6. Non-Response to Oral Iron
- Defined as <1 g/dL hemoglobin rise in 2 weeks (severe anemia) or 4 weeks (mild/moderate anemia).
- Evaluate:
- Compliance and correct dosing.
- Intercurrent illness/infections.
- Malabsorption causes (celiac disease, inflammatory bowel disease).
- Coexisting deficiencies (folate, B12).
- Ongoing blood loss.
- Other causes of microcytic anemia (beta-thalassemia trait).
- Differentiate iron deficiency anemia from anemia of chronic disease using labs (serum iron, ferritin, transferrin saturation, soluble transferrin receptor, hepcidin).
7. Parenteral Iron Therapy
- Rarely used in children; indications include:
- Poor oral iron tolerance or absorption.
- Need for rapid hemoglobin correction (preoperative).
- Ongoing blood loss exceeding oral iron capacity.
- Genetic iron refractory anemia (IRIDA).
- Chronic kidney disease or inflammatory states.
- Preparations available: iron sucrose, ferric carboxymaltose, ferric derisomaltose.
- Dose calculation based on hemoglobin deficit and iron stores.
- Premedication required in patients with asthma or inflammatory arthritis.
8. Prevention
- Screening all children for anemia at 9-12 months (e.g., during immunization visits).
- Iron supplementation for preterm/low birth weight infants starting 2-4 weeks of age until 12 months.
- Promote exclusive breastfeeding for 6 months and appropriate complementary feeding thereafter.
- Attach children treated for IDA to national anemia control programs for ongoing supplementation.
- Counsel families on dietary modifications and compliance.
Methodology / Recommendations for Management of Iron Deficiency Anemia
- Diagnosis:
- Screen children clinically and with CBC.
- Use serum ferritin as first-line test.
- Confirm diagnosis by response to iron therapy.
- Treatment:
- Oral iron 2-3 mg/kg elemental iron once daily.
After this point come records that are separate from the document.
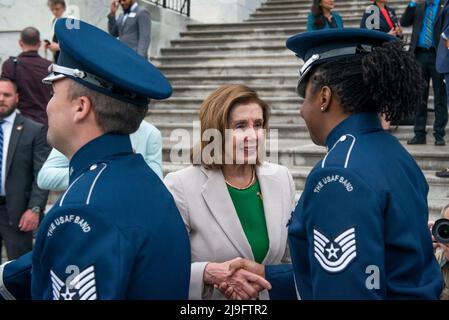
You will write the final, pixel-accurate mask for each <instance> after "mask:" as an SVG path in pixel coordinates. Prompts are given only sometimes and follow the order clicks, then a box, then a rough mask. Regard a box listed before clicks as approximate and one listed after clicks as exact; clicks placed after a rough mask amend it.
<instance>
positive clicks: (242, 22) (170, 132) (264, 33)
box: [147, 0, 449, 218]
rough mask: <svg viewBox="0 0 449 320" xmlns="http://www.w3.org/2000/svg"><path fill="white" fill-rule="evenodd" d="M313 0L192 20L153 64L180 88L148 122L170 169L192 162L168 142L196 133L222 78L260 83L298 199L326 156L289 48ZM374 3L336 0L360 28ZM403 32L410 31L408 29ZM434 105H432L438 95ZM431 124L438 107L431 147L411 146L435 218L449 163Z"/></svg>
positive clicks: (441, 194)
mask: <svg viewBox="0 0 449 320" xmlns="http://www.w3.org/2000/svg"><path fill="white" fill-rule="evenodd" d="M310 3H311V1H306V0H267V1H266V2H265V3H263V4H262V6H261V7H260V8H259V9H257V10H256V12H254V13H253V14H252V15H251V16H250V18H249V19H248V20H247V21H244V22H241V23H231V24H190V25H188V27H187V31H186V32H183V33H181V37H180V39H179V40H175V41H172V42H171V44H172V46H171V47H170V48H166V49H162V51H161V55H160V56H159V57H157V59H155V60H153V61H152V62H153V63H155V64H156V65H157V66H158V67H159V68H160V69H161V70H162V72H163V73H164V74H165V75H166V76H167V78H168V79H169V80H170V81H171V83H172V85H173V89H174V93H173V96H172V98H170V99H168V100H166V101H153V102H152V106H151V110H150V112H149V115H148V117H147V120H148V121H149V122H151V123H153V124H154V125H156V126H157V127H158V128H159V129H160V130H161V132H162V135H163V139H164V144H163V149H164V150H163V160H164V170H165V173H167V172H170V171H175V170H179V169H180V168H183V167H185V166H187V165H189V163H187V160H186V161H177V162H173V161H171V160H172V159H171V158H170V154H171V152H173V151H172V147H173V146H174V145H176V140H175V141H172V140H170V136H171V134H172V133H173V130H175V129H185V130H187V131H188V132H192V128H193V121H196V120H198V109H199V106H200V104H201V102H202V101H203V100H204V99H205V98H206V97H207V95H209V94H210V93H211V92H212V91H213V90H214V89H216V88H217V87H219V86H220V85H222V84H225V83H242V84H245V85H248V86H250V87H252V88H254V89H256V90H257V91H258V92H259V94H260V95H261V96H262V97H263V99H264V100H265V101H267V102H268V103H269V104H270V106H271V108H272V116H271V120H270V127H271V129H276V130H278V134H279V152H278V159H277V161H278V162H279V163H281V164H283V165H286V166H288V167H289V168H290V170H291V172H292V174H293V177H294V179H295V183H296V188H297V191H298V197H299V195H300V193H301V190H302V189H303V187H304V182H305V180H306V177H307V175H308V173H309V172H310V170H311V167H312V166H313V165H314V164H315V163H316V162H317V161H318V160H319V159H321V158H322V157H323V156H324V154H325V149H324V148H322V147H317V146H315V145H313V143H312V142H311V140H310V138H309V135H308V132H307V128H306V126H305V123H304V121H303V120H302V119H301V118H300V117H299V115H298V110H299V108H300V106H301V104H302V100H301V99H300V98H299V97H298V96H297V94H296V92H295V88H296V83H297V79H298V70H299V68H300V66H301V65H302V61H300V60H298V59H297V58H296V57H295V56H294V54H293V53H292V52H290V51H289V50H287V49H286V48H285V41H286V39H287V38H288V37H289V36H291V35H293V34H296V33H299V32H303V31H305V30H306V21H307V14H308V12H309V10H310ZM370 4H371V2H370V1H347V2H343V1H338V2H337V4H336V10H337V11H338V12H339V13H340V14H341V15H342V17H343V20H344V23H345V27H358V26H359V23H360V19H361V16H362V13H363V11H364V9H365V8H366V6H368V5H370ZM389 4H390V5H391V6H392V7H393V8H395V10H396V13H397V14H398V16H400V15H401V14H402V13H403V11H404V9H405V7H406V5H407V2H406V1H400V0H391V1H389ZM404 33H405V35H406V37H407V36H408V37H409V36H410V30H409V29H405V30H404ZM429 108H433V97H431V98H430V101H429ZM432 123H433V113H429V123H428V124H429V127H428V129H429V130H428V132H429V133H430V134H429V137H428V138H429V139H428V144H427V145H426V146H406V147H407V149H408V150H409V151H410V152H411V154H412V155H413V156H414V158H415V159H416V160H417V162H418V164H419V165H420V167H421V168H422V169H423V171H424V173H425V175H426V178H427V180H428V182H429V185H430V192H429V207H430V213H431V215H432V216H433V217H434V218H435V217H437V215H438V213H439V211H440V209H441V207H442V206H444V205H445V204H446V203H449V179H440V178H437V177H435V175H434V172H435V171H436V170H439V169H441V168H444V167H447V166H448V165H449V149H448V147H435V146H434V145H433V139H432V136H431V132H432V130H431V124H432ZM394 134H395V136H396V137H397V138H398V139H399V140H400V141H401V142H402V143H404V144H405V141H406V139H407V138H410V137H411V136H412V135H413V128H412V127H411V126H400V127H398V128H397V130H396V131H395V132H394ZM448 142H449V141H448ZM191 143H192V142H191V141H190V142H187V143H184V144H182V146H181V149H182V150H183V151H185V152H187V150H188V148H189V147H190V144H191ZM186 159H188V157H187V158H186Z"/></svg>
- Continue therapy for 2-3 months after normalization of hemoglobin.
- Avoid enteric-coated or liposomal iron.
- Provide dietary counseling to reduce milk intake and improve iron-rich food consumption.
- Follow-up:
- Review at 7 days (severe anemia) or 14 days (mild/moderate).
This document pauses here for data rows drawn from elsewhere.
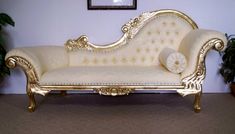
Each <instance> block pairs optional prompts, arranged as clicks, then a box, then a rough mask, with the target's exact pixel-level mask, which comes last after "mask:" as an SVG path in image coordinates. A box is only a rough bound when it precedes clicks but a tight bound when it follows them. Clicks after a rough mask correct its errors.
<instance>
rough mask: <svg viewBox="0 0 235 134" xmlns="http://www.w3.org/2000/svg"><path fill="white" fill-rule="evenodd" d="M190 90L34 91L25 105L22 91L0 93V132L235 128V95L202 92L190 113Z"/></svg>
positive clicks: (220, 132) (73, 133)
mask: <svg viewBox="0 0 235 134" xmlns="http://www.w3.org/2000/svg"><path fill="white" fill-rule="evenodd" d="M193 99H194V98H193V96H187V97H185V98H183V97H181V96H179V95H178V94H130V95H129V96H120V97H109V96H100V95H97V94H68V95H67V96H60V95H58V94H52V95H48V96H46V97H42V96H36V100H37V109H36V111H35V112H34V113H29V112H28V111H27V110H26V105H27V103H28V99H27V97H26V95H0V134H76V133H78V134H172V133H174V134H177V133H178V134H199V133H200V134H234V133H235V97H233V96H232V95H231V94H203V97H202V111H201V113H194V112H193V109H192V103H193Z"/></svg>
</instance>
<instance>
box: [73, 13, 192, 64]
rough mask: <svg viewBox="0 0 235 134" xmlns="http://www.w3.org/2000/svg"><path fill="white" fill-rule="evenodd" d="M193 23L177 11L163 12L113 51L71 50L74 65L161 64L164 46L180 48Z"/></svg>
mask: <svg viewBox="0 0 235 134" xmlns="http://www.w3.org/2000/svg"><path fill="white" fill-rule="evenodd" d="M191 30H192V27H191V25H190V24H189V23H188V22H186V21H185V20H184V19H182V18H180V17H178V16H177V15H174V14H162V15H158V16H157V17H155V18H153V20H151V21H150V22H149V23H147V24H146V25H145V26H144V27H143V28H142V29H141V30H140V31H139V32H138V34H137V35H136V36H135V37H134V38H133V39H131V40H130V41H129V43H128V44H126V45H124V46H122V47H121V48H118V49H116V50H113V51H111V52H89V51H83V50H80V51H74V52H69V55H70V56H69V57H70V58H69V59H70V62H69V64H70V66H123V65H125V66H152V65H159V62H158V55H159V52H160V51H161V49H162V48H164V47H169V48H173V49H175V50H178V47H179V44H180V42H181V40H182V39H183V37H184V36H185V35H186V34H187V33H188V32H189V31H191Z"/></svg>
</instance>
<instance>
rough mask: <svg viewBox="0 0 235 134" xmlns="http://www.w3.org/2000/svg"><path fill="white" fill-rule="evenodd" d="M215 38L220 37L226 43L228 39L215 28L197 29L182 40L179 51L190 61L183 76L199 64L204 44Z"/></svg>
mask: <svg viewBox="0 0 235 134" xmlns="http://www.w3.org/2000/svg"><path fill="white" fill-rule="evenodd" d="M213 38H219V39H221V40H223V42H224V43H225V44H226V43H227V39H226V37H225V36H224V34H223V33H221V32H218V31H213V30H205V29H197V30H193V31H191V32H190V33H188V34H187V35H186V36H185V37H184V39H183V40H182V42H181V45H180V47H179V52H181V53H183V54H184V55H185V57H186V58H187V61H188V66H187V68H186V69H185V70H184V72H182V76H181V77H182V78H184V77H186V76H188V75H190V74H192V73H193V72H194V71H195V69H196V65H197V59H198V55H199V51H200V49H201V48H202V46H203V45H204V44H205V43H206V42H207V41H209V40H210V39H213Z"/></svg>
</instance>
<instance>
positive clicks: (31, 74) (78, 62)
mask: <svg viewBox="0 0 235 134" xmlns="http://www.w3.org/2000/svg"><path fill="white" fill-rule="evenodd" d="M122 32H123V35H122V37H121V38H120V39H119V40H117V41H116V42H114V43H111V44H107V45H95V44H92V43H91V42H89V41H88V37H86V36H81V37H79V38H78V39H75V40H68V41H67V42H66V43H65V47H62V46H39V47H24V48H15V49H13V50H11V51H9V52H8V53H7V55H6V57H5V59H6V64H7V66H8V67H10V68H14V67H15V66H17V65H18V66H20V67H22V69H23V70H24V72H25V74H26V76H27V88H26V91H27V95H28V96H29V100H30V101H29V102H30V103H29V107H28V109H29V111H34V110H35V99H34V94H41V95H45V94H47V93H49V92H50V91H52V90H61V91H63V93H65V92H64V91H66V90H93V91H95V92H97V93H99V94H102V95H112V96H116V95H127V94H129V93H131V92H134V91H136V90H169V91H176V92H178V93H179V94H180V95H182V96H186V95H190V94H192V95H195V102H194V109H195V111H196V112H199V111H200V97H201V93H202V82H203V79H204V78H205V75H206V68H205V56H206V53H207V52H208V51H209V50H210V49H215V50H218V51H221V50H223V49H224V48H225V45H226V41H227V40H226V38H225V36H224V35H223V34H222V33H220V32H217V31H212V30H203V29H198V27H197V25H196V23H195V22H194V21H193V20H192V19H190V18H189V17H188V16H187V15H185V14H184V13H182V12H179V11H176V10H158V11H153V12H146V13H143V14H141V15H140V16H138V17H136V18H134V19H132V20H130V22H128V23H126V24H125V25H124V26H123V27H122ZM165 48H171V49H174V50H175V51H177V52H179V53H181V54H183V55H184V56H185V58H186V60H187V66H186V68H185V70H184V71H183V72H181V73H172V72H170V71H169V70H168V69H166V68H165V67H164V66H162V64H161V63H160V62H159V54H160V53H161V51H162V50H163V49H165Z"/></svg>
- Monitor compliance, side effects, and clinical improvement.
- Non-responders:
- Assess compliance, dosing, absorption issues, coexisting deficiencies.
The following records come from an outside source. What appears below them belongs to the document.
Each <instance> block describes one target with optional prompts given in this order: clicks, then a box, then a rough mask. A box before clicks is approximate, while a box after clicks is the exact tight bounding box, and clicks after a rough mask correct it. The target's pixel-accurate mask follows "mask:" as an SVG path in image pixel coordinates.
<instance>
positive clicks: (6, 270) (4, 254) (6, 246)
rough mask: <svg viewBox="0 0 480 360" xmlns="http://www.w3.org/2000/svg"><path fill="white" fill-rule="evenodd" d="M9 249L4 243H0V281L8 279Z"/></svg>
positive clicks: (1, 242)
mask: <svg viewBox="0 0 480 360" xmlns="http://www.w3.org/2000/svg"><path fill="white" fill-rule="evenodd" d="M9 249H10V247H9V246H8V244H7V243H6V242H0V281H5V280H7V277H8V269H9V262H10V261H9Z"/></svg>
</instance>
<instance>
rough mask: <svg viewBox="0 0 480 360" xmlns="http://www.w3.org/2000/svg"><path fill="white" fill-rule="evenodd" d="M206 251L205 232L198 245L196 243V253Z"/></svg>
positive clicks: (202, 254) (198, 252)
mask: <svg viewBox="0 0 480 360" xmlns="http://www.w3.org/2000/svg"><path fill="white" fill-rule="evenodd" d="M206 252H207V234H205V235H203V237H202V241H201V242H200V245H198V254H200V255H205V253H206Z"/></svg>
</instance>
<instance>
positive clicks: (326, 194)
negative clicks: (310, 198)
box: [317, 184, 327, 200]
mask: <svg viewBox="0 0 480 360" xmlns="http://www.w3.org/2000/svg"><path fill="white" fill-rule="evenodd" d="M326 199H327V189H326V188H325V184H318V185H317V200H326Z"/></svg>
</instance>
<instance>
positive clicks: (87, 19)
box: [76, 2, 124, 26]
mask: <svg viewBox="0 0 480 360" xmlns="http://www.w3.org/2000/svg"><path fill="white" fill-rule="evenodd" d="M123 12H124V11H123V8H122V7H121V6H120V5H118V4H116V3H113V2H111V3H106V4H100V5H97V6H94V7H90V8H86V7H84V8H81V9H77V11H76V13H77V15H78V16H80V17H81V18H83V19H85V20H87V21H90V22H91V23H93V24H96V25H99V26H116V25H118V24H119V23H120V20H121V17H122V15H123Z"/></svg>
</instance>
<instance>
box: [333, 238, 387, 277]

- Investigate for other causes like hemoglobinopathies.
- Parenteral iron:
- Reserved for specific indications.
- Dose calculated based on deficit and stores.
- Prevention:
- Screen at 9-12 months.
- Supplement preterm/low birth weight infants early.
- Promote exclusive breastfeeding and complementary feeding.
- Link to anemia control programs.
Key Clinical Pearls
- Breath-holding spells and pica are important clinical clues to iron deficiency.
- Cognitive damage from iron deficiency in children under 2 years may be irreversible.
- Serum iron is unreliable for diagnosis; ferritin and transferrin saturation are preferred.
- Single daily dose oral iron is better absorbed and tolerated.
- Iron therapy must continue after hemoglobin normalization to replenish stores.
- Non-response to iron requires thorough evaluation.
- Parenteral iron is rarely needed in pediatric practice.
- National anemia control programs remain critical for prevention.
Speakers / Sources Featured
- Dr. Jagdish Chandra – Professor of Pediatrics, ESIC Medical College and Hospital, Faridabad; former Director and Head of Department, Lady Hardinge Medical College.
- Moderators/Organizers: Dr. Ajay, Dr. Vipul.
- Other contributors referenced in Q&A: Dr. Puja (possibly Dr. Puja Divine), Dr. Rahul, Dr. Sangeet, Dr. Naresh, Dr. Manta, Dr. Pradeep, Dr. Jay Prakash.
This summary captures the core content, clinical insights, diagnostic and therapeutic recommendations, and expert opinions from the session on iron deficiency anemia.